A new self-assembled layer-by-layer glucose biosensor based on chitosan biopolymer entrapped enzyme with nitrogen doped graphene
Graphical abstract
Introduction
One of the key issues in developing new biosensors with improved sensitivity and stability is effective immobilization of the recognition element, e.g. the enzyme. Among the enzyme immobilization methods, such as covalent linkage [1], [2], sol–gel entrapment [3], [4], adsorption [5], etc., layer-by-layer (LbL) self-assembly is a simple and powerful method, efficient because protein denaturation is minimized since the films are produced under mild conditions, based on the adsorption of macromolecules from aqueous solution onto solid supports [6]. LbL films have unique mechanical properties, uniformity and stability [7], the technique having the advantage of allowing the construction of thin multilayer films, based mainly on electrostatic interactions in between layers, which require a very small amount of material, therefore being a cost-effective preparation method for enzyme biosensors.
One of the problems to be overcome in an enzyme biosensor is the slow electron transfer between the enzyme redox center, which is usually buried in a hydrophobic cavity formed by polypeptide, and the electrode surface. Nanomaterials, such as graphene, carbon nanotubes (CNTs), metal nanoparticles, etc., are advantageous in increasing the possibility of direct electron transfer between the enzyme active sites and the electrode, acting as electrical bridges [8], [9], [10]; however, direct electron transfer between enzymes and carbon nanomaterials is not always the mechanistic basis of the substrate detection [11]. Nanomaterials can also bring benefits for immobilizing enzymes since they maintain enzyme bioactivity due to their microenvironment [12], [13]. Among the above-mentioned materials, graphene is a 2D plane sheet with an open structure and both sides of graphene could be utilized for enzyme immobilization, unlike 1-D CNTs, which are more difficult to be controllably assembled [14].

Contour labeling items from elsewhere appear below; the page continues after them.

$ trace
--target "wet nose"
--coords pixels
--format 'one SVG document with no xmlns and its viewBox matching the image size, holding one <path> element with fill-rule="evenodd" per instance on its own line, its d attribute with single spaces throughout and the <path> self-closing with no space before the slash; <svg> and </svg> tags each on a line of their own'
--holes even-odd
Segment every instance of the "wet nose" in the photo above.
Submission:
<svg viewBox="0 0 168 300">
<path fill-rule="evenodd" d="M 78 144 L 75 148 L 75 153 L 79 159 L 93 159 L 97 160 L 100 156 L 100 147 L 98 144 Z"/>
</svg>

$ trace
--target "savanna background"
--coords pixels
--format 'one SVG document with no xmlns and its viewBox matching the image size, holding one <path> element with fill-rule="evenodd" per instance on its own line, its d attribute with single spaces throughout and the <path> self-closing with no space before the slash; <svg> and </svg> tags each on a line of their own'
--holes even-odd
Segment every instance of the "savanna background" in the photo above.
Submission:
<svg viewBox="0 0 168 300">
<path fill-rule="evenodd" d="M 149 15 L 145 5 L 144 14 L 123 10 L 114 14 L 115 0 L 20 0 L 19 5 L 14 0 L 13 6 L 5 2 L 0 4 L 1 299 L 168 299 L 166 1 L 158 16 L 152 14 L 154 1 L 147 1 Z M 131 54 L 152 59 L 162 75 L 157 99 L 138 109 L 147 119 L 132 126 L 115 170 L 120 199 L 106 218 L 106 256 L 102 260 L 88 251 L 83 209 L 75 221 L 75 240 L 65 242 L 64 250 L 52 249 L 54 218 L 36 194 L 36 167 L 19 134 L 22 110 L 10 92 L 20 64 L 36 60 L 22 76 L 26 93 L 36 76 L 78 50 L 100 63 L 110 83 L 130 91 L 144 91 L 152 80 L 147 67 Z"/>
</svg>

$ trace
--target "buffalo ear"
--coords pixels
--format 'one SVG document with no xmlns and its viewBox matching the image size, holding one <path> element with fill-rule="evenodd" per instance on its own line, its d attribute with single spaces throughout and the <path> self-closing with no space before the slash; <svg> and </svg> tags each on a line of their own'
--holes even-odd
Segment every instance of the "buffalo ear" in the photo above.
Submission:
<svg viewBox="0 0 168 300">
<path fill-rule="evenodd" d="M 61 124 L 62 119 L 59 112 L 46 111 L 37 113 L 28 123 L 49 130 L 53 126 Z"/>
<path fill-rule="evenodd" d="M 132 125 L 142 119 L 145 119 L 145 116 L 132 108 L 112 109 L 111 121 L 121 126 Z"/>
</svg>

LbL formation of multilayer films with incorporation of graphene in one of the components of the self-assembly process combines the excellent electrochemical properties of graphene and the versatility of LbL assembly, showing great promise for highly efficient sensors and advanced biosensing systems. The excellent conductivity and small band gap of graphene are favorable for conducting electrons from the biomolecules [15]. Although, by using different types of intermolecular interactions, LbL structures are able to incorporate diverse molecules as building blocks, it is still a challenge to include certain kinds of molecules, especially hydrophobic species, into LbL films [16].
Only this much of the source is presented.